Speech-to-Text Conversion for Podcast
Today you don’t need to have a professional recording studio with cool equipment or a large number of followers to make a podcast. You just need an idea, a smartphone and a YouTube account (which by the way is free). Solutions for online content production are rather cheap: many online streaming platforms are available for free, there are lots of video and audio editors with impressive features.
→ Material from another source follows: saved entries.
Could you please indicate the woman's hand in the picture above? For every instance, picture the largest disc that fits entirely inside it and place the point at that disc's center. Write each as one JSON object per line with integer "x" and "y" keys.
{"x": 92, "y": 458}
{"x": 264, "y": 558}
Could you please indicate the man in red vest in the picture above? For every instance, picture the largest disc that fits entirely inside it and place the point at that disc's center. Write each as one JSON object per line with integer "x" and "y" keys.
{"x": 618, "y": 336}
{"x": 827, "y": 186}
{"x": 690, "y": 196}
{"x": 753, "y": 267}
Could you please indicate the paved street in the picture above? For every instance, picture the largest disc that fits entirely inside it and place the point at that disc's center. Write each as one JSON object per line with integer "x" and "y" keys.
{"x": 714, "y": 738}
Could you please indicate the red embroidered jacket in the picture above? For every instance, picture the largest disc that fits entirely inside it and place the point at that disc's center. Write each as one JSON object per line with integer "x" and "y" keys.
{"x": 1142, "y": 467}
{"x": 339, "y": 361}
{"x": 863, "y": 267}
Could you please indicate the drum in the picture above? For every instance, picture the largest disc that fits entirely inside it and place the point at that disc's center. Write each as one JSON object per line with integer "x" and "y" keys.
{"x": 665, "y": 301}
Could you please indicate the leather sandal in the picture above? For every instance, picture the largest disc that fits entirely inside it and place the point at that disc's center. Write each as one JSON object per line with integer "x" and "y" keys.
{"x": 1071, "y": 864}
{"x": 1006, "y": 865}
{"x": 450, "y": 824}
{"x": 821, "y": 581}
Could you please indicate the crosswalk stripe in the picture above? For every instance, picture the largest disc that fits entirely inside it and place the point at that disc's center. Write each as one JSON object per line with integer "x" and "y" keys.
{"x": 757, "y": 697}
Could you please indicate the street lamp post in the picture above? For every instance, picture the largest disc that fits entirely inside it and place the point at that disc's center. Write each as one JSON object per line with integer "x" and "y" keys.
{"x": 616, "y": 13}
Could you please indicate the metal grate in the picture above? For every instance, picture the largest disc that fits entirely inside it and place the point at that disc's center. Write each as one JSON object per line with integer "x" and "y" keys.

For instance YouTube allows you to upload videos or make online translations, upload a thumbnail, add subtitles and add calls-to-action.
We got a request from a podcast author to convert all episodes, which already were recorded, to text. There were 200 audio files, each about 1-2 hours long. And the customer required a cheap and fast decision to convert the audio files to text.
We decided to use Google Speech-to-Text API, which works rather fast and precisely. It processes each file for about a half of its length (e.g. a 1-hour long file would be processed for 30 minutes).
Google Speech-to-Text API has a special aspect: if an audio is longer than 1 hour, before processing it should be uploaded to Google Cloud Storage and then the uploaded file could be converted to text.
First we’ve set up a Storage. Then, by the script, each file was uploaded to the Storage, converted to text using Speech-to-Text API and the text file was saved to a local folder.
In order to keep it cheap we’ve set up a virtual machine to run this script on a customer's device. It ran successfully and saved all subtitles in a separate folder.